Vivir el Misterio Pascual con las implicaciones sociales que conlleva

Recordar los misterios centrales de nuestra fe –el Misterio pascual: muerte y resurrección de nuestro Señor Jesucristo- permite avivar nuestra fe pero sobretodo seguir profundizando en su auténtico significado. Y esto es necesario porque con el paso del tiempo y la fuerza de la costumbre, la Semana Santa puede convertirse en una serie de ritos que se repiten sin mucha trascendencia pero, lo más grave, que van perdiendo el significado profético y cuestionador que encierran.
La muerte de Jesús no puede quedarse en la predicación sobre la necesidad de convertirnos de nuestros pecados personales sin hacer ninguna referencia a la realidad. Ni la celebración de la pascua nos puede dejar mirando “al cielo” como si participar en ella fuera algo sólo para el futuro y no una realidad que hemos de comenzar a vivir desde este presente.
Si nos situamos en la vida histórica de Jesús podemos entender que las causas de su muerte tienen que ver directamente con sus acciones, su mensaje, su fidelidad al Dios Padre y Madre a quien ama y anuncia. En tiempos de Jesús las autoridades religiosas habían constituido un sistema religioso que garantizaba que los que cumplían la ley formaban el pueblo de Dios y gozaban de las bendiciones de Yahvé: salud, dinero, bienestar. Pero los que tenían alguna desgracia -eran pobres o enfermos- sufrían la consecuencia de sus pecados o el de sus padres y por eso Dios les retiraba su bendición. Con ese esquema, los “buenos” podían despreciar a los pecadores y conscientemente buscaban no juntarse con ellos para no quedar impuros delante de Dios.
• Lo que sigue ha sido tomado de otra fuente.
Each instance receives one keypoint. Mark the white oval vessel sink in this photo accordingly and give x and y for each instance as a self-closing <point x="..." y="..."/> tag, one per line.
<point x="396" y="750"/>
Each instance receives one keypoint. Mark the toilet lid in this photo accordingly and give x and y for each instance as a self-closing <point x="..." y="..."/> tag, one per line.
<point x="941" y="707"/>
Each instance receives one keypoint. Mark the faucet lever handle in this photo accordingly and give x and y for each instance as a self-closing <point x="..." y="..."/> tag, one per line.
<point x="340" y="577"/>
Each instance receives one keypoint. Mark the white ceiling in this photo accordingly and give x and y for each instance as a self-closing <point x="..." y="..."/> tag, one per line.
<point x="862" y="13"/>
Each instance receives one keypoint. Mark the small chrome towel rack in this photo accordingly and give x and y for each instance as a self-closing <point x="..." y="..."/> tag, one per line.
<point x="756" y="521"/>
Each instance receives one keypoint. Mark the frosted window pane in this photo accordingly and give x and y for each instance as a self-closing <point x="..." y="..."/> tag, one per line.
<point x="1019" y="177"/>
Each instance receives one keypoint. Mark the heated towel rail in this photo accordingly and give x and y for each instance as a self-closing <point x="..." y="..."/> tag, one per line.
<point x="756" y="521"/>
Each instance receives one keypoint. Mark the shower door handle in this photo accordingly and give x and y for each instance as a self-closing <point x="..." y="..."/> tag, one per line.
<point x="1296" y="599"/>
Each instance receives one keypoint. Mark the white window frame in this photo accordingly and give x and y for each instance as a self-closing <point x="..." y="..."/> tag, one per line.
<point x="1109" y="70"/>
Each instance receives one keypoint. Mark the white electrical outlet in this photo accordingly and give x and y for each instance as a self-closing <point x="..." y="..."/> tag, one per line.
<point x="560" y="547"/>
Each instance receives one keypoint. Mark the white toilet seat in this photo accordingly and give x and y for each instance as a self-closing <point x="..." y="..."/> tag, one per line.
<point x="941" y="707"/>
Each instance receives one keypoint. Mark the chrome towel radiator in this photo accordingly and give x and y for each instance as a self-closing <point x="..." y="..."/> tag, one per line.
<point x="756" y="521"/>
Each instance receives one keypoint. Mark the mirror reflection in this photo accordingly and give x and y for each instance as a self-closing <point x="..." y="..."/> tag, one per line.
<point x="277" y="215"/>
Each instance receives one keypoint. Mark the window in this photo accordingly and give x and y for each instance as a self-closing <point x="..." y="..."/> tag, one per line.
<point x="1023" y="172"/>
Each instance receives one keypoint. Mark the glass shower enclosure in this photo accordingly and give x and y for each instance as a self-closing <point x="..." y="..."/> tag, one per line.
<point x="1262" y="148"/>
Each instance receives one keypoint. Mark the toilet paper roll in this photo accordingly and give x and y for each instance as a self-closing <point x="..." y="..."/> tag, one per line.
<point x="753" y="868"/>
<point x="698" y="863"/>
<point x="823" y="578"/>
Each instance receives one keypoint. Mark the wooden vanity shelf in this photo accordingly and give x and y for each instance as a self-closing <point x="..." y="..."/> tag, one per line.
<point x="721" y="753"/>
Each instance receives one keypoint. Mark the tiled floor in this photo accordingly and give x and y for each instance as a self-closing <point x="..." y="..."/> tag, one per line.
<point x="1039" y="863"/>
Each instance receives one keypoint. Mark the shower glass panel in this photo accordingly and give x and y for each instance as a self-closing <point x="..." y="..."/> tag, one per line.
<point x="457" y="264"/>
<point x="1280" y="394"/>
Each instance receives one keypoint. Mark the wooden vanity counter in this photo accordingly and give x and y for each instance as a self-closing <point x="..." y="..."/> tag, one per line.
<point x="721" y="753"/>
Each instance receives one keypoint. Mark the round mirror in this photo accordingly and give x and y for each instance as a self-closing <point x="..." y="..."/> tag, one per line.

Pero el Dios del reino que Jesús anuncia, cuestiona este sistema y afirma que Dios se inclina por los que la sociedad considera impuros. Además dice que ellos son los destinatarios privilegiados del reino no porque sean buenos sino porque están llamados a participar del banquete mesiánico y porque de alguna manera son signo o cuestionamiento de un sistema injusto que no permite la vida digna de todos los seres humanos y/o no garantiza el cultivo de la bondad y la misericordia en todos los aspectos. Los profetas de todos los tiempos han seguido anunciando esa lógica del amor divino y sus contemporáneos continúan escandalizándose frente a sus anuncios. Y tanto Jesús como los otros mártires, han sido víctimas de los que se niegan a cambiar las estructuras, de los que no se quieren abrir al Dios de Jesús, al de los Evangelios, al que “hace un banquete para invitar a los últimos de cada tiempo, precisamente porque no pueden pagarle” (Lc 14, 12-14) y “hace brillar el sol sobre buenos y malos y caer la lluvia sobre justos y pecadores” (Mt 5, 45).
Por tanto, la muerte de Jesús nos confronta con el Dios en quien creemos y la fidelidad a Él. Nos invita a preguntarnos ¿quiénes son los despreciados de nuestro tiempo? ¿a quiénes nos le damos crédito? ¿cómo trabajamos para que ninguno sea discriminado, excluido, marginado por ninguna estructura social, cultural, económica o religiosa? En otras palabras, recordar la muerte de Jesús ha de llevarnos a convertirnos de ese pecado personal y social que sigue ahogando la voz de los profetas y no vela por la vida y dignidad de todas las personas, sean –desde nuestras valoraciones- buenas o malas, con talentos o sin ellos.
Y la resurrección de Jesús –el “sí” de Dios a toda su vida- comienza a ser efectiva en nosotros cuando nuestros actos muestran que rompemos con todas las imágenes falsas que construimos de Dios, acomodadas a nuestros intereses y hacemos presente el Dios del reino. Ese Dios que desarma nuestras mentes y corazones de toda exclusión, de toda venganza, de toda cerrazón al diálogo. Ese Dios que sabe poner a las personas por encima de cualquier orden establecido. El Dios de Jesús que reclama justicia, paz y oportunidades para todos y todas.
En nuestro país tan golpeado por la violencia y tan urgido de paz, bien puede ser está semana santa un tiempo de preguntarnos por la capacidad que tiene nuestra fe para generar condiciones que hagan efectiva la paz. No basta buscar conversiones personales –siendo necesarias, por supuesto- sino que nos tiene que doler el país con la complejidad de sus problemas, convocándonos a una conversión social y estructural que encuentre nuevas salidas y donde promover la reconciliación sea una prioridad.